In the Echo’s case, the shopping list feature was previously buried three menus deep within the slow-as-molasses Alexa app. While Amazon made moves to improve this user experience by offering a fancy new home screen widget for iPhones and Android devices, it forgot one big feature — this shopping list has no integration with Amazon whatsoever. Essentially, if you are using your Echo device as a shopping hub, you have two completely distinct experiences available. Either shop via Amazon or figure your own way about it.

Alexa shopping list widget

Dhruv Bhutani / Android Authority

While I can see the train of thought that led to this product decision, it makes no sense that a centralized shopping list can’t give you the option to tick off selected items for your Amazon shopping cart. Moreover, the widget still drops you into the extremely sluggish and bloated Alexa app that makes performing any task an exercise in frustration.

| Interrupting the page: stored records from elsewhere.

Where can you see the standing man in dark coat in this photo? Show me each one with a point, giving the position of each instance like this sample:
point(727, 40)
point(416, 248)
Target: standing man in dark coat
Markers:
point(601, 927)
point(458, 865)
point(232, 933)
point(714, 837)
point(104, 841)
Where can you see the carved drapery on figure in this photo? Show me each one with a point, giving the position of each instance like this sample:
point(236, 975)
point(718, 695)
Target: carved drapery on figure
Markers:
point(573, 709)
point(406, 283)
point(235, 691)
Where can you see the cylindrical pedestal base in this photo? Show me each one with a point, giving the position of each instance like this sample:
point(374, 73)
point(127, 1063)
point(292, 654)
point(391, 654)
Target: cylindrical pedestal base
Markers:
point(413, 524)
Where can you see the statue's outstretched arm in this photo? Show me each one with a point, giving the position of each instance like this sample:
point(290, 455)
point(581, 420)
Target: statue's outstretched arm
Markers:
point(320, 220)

The lack of streamlined innovation is perplexing

For all my rants and raves, it surprises me that the very smart speakers and displays that were supposed to be the cornerstone of our entire digital existence are still struggling with such rudimentary features. More so considering the impact this struggle has had on profitability for Amazon and how little the company has done to fix the problem.

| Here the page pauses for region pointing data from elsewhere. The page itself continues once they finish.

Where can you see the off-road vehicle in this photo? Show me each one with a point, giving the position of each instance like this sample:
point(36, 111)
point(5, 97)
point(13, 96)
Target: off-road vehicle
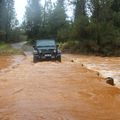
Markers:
point(46, 50)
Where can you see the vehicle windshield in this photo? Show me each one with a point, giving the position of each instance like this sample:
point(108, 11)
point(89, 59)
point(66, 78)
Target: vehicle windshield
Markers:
point(45, 43)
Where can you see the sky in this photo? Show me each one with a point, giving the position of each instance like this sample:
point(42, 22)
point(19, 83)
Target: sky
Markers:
point(20, 9)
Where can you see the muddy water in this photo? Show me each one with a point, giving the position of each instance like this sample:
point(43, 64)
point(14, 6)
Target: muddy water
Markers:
point(106, 66)
point(56, 91)
point(4, 62)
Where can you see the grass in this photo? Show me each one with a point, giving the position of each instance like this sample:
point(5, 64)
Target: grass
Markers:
point(6, 49)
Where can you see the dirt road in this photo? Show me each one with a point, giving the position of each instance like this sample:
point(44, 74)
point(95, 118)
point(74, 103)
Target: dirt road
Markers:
point(55, 91)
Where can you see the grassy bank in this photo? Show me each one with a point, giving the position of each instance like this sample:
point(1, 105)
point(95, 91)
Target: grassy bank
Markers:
point(6, 49)
point(83, 47)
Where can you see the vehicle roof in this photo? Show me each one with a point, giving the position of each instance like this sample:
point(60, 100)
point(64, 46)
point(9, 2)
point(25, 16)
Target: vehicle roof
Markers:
point(45, 42)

Amazon’s Alexa division has burned through an estimated $10 billion, and yet the company has made no moves to fix or improve its shopping experience.

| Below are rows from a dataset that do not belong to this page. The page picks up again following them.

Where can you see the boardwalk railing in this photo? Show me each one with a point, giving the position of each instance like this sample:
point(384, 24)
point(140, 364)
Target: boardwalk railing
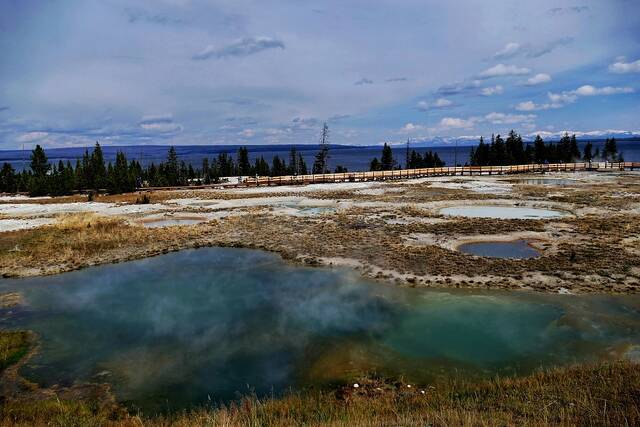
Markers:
point(411, 173)
point(442, 171)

Amazon’s loss-making Alexa division is reported to have burnt through almost three billion dollars in just the first quarter of 2022, with lifetime losses estimated to be close to 10 billion dollars. That’s mostly down to Amazon struggling to find a way to monetize the platform. Selling the product at cost makes sense for competitors like Google since it benefits from gathering user data and running fine-tuned ads across all product categories. Amazon, however, only monetizes shopping which makes the poor experience even more perplexing.

Amazon Echo Dot Alexa speaker with light ring turned on stock photo 1

Edgar Cervantes / Android Authority

All this to say that timers and weather updates are great, but with advertisements and shopping at the core of Google and Amazon’s business, I expected my Alexa and Google Nest speakers to revolutionize how I purchase daily essentials. Instead, the experience is so frustrating that after multiple attempts at making voice-based purchases part of my routine, I keep going back to shuffling between my shopping app of choice and a notepad for everything else. I don’t see that changing unless drastic changes come about.